⑤ 匿名組合出資持分若しくは不動産対応証券又はLPS持分への投資
本投資法人は、不動産に関する匿名組合出資持分(後記「(2)投資対象 ① 投資対象とする資産の種類 (イ)不動産同等物」に定義されます。以下同じです。)若しくは不動産対応証券又は又はLPS持分への投資を行う場合は、主として以下の内容を基準にします。

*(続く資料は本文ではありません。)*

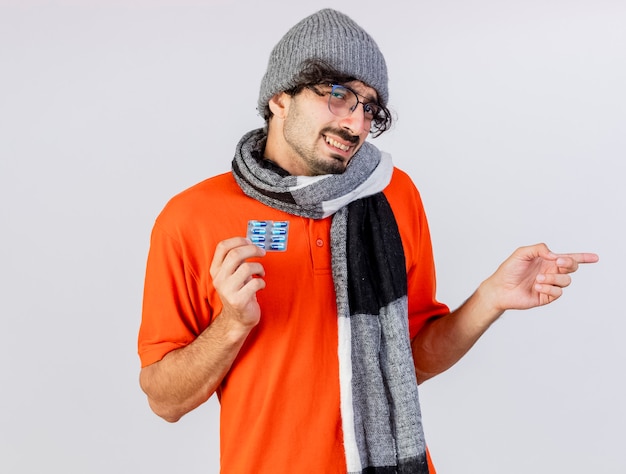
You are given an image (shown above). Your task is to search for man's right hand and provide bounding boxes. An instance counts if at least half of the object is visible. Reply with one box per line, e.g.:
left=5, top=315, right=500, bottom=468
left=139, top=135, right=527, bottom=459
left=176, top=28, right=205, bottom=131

なお、本⑤による投資を行う場合については、前記「④ 個別投資基準」に定める個別投資基準に合致することを要しません。
(イ)不動産に関する匿名組合出資持分又は不動産対応証券への投資については、当該投資後において、不動産に関する匿名組合出資持分及び不動産対応証券に対する投資額の合計が、総資産額(注)の10%以内となること。
(ロ)LPS持分への投資については、当該投資後において、LPS持分に対する投資額の合計が、東京証券取引所が定める諸規則等を踏まえ、総資産額(注)の5%以内となること。
(ハ)LPS持分への投資については、そのキャッシュフローの主たる源泉が主として不動産等から生じるキャッシュフローであること。
(注)総資産額は、直近の決算期の貸借対照表における資産の部の金額とし、有形固定資産については鑑定評価額と期末帳簿価額との差額を当該有形固定資産の期末帳簿価額に加減して求めた金額とします。
⑥ 運営管理方針
(イ)運用計画の策定
本資産運用会社は、本投資法人の営業期間毎に「年度運用計画」を策定し、計画的な資産運用を行います。年度運用計画は、投資物件毎の収支計画を踏まえて、ポートフォリオ全体及び本投資法人全体の収支計画より構成され、上場リート本部長の決裁を経て、KDXR運用委員会の審議及び決議を経て、各営業期間開始後2か月以内に策定されます。上場リート本部長は、年度運用計画が策定された場合には、本投資法人の役員会に提出し、承認を得ます。
本資産運用会社は、各投資物件及びポートフォリオ全体について、収支実績を随時検証します。期中の収支予算と実績に著しい乖離が見られる等、年度運用計画の見直しが必要と判断される場合には、速やかに修正運用計画を策定します。
投資物件の取得又は売却、市場環境の変化等、投資物件やポートフォリオの状況に大きな変化が生じた場合についても、適宜、年度運用計画の修正や見直しを行います。
(ロ)運営管理のモニタリング
本資産運用会社は、上記の「年度運用計画」を基に、投資物件の賃貸運営、建物管理、修繕・改修等の各方面から、プロパティ・マネジメント業務受託者の運営管理活動をモニタリングします。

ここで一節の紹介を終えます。